The essential guide to item analysis

Want to know what your exam data is really telling you and how to know which questions are performing well or badly? A lot of time and effort is spent filling your question bank with questions. Understanding how your questions are performing is just as important as creating them. Here are two questions you need to ask to be able to analyse the performance of your questions without having to have a PhD in psychometrics.

Is it an easy or difficult question?

How difficult or easy an item is is determined by the overall performance of candidates who answered that item. You can quickly find out how difficult an item is by looking at the average mark for the item. The term ‘average mark’ can have many names and you might hear people throwing around alternative names such as the p-value, difficulty index or easiness index. We’re not going to bog you down with jargon, but these are essentially the same thing.

Simply, the higher the average mark the easier the item. When the average mark is displayed as a percentage, 0% means that no one got the question right hence it is an extremely difficult question and an average mark of 100% shows that everyone answered the question correctly (an easy question).

So how easy or difficult should a question be? There are no strict rules, but generally you want an assessment with items that have different average marks ranging between 20 – 80%. Any item which has an average mark below 20% or above 80% should be looked at more closely and revised.

Just because a question is relatively easy doesn’t mean that it should be removed from an exam. It might be that the question is essential information and should be known. However you wouldn’t want too many easy questions.

Once you have an idea of how difficult an item is the next question to ask yourself is:

Does the question distinguish between top and bottom performers?

The difficulty level of an item should be considered alongside what is called the discrimination index.

What is the discrimination index? It tells you how well an item differentiates between students who did well in the test overall (top performers) and those that do not (bottom performers). Ideally you want an item where the top performers answer the question correctly more often than the bottom performers so that the item distinguishes between these two groups. The discrimination index is given on a scale from -1 to 1. As a general rule the more positive the discrimination index the better the quality of the question.

Below are some guidelines for interpreting what a given discrimination index value means:

The final trick

Now you understand how to tell how difficult a question is and whether it can distinguish between top and bottom performers, the final trick is to consider the two together. We will look at a few examples.

An item with an average mark of 25% (a difficult question) and a negative discrimination index (bottom group outperforming the top group) could indicate that the topic that the question covers has not been taught or that the way the question has been written makes it ambiguous. This question needs to be rewritten before it can be used in another assessment.

This item is moderate (55%) and has a very good discrimination index (0.6). This is a good question as it distinguishes your top performers from your bottom performers. It could be an indicator of weaknesses in your bottom group’s knowledge. This item could be used in another exam without revising.

An item with a discrimination index of 0 means that this question does not discriminate at all between bottom and top performers. However as this is an easy question (85%) it is not unexpected that the question isn’t discriminating as you would expect that with an easy question both top and bottom groups will be answering the question correctly.

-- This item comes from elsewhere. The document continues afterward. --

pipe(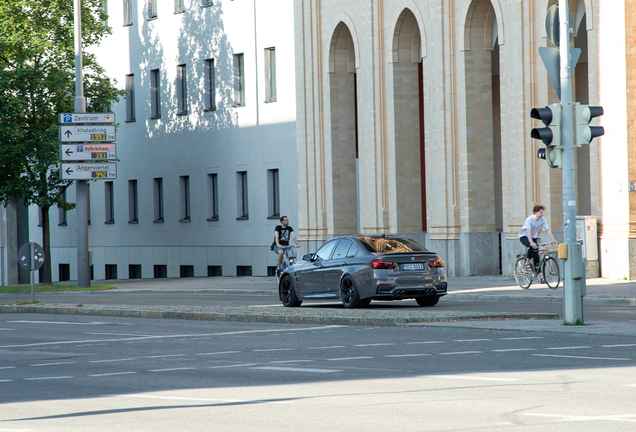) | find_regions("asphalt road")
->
[13,292,636,322]
[0,314,636,432]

If this question was intended to test basic knowledge then it is okay, however if it is meant to be testing more complex skills such as analysis and application of knowledge then it would require reviewing.

Asking the right questions

Asking these two simple questions will start you off on the right step to understanding the performance of your questions. This will enable you to know which questions you can leave alone and which questions might need to be reviewed before they can be reused in another exam. Statistics produced after an exam has taken place should never be looked at in isolation. Item stats should be viewed alongside the context of the question to make sure that the question has the intended effect it was written for.

Taking the time to analyse the performance of items will not only help improve the quality of future exams but enhance your skills in writing questions and identifying areas of a course where the content may need to be adapted to take into account of students misconceptions.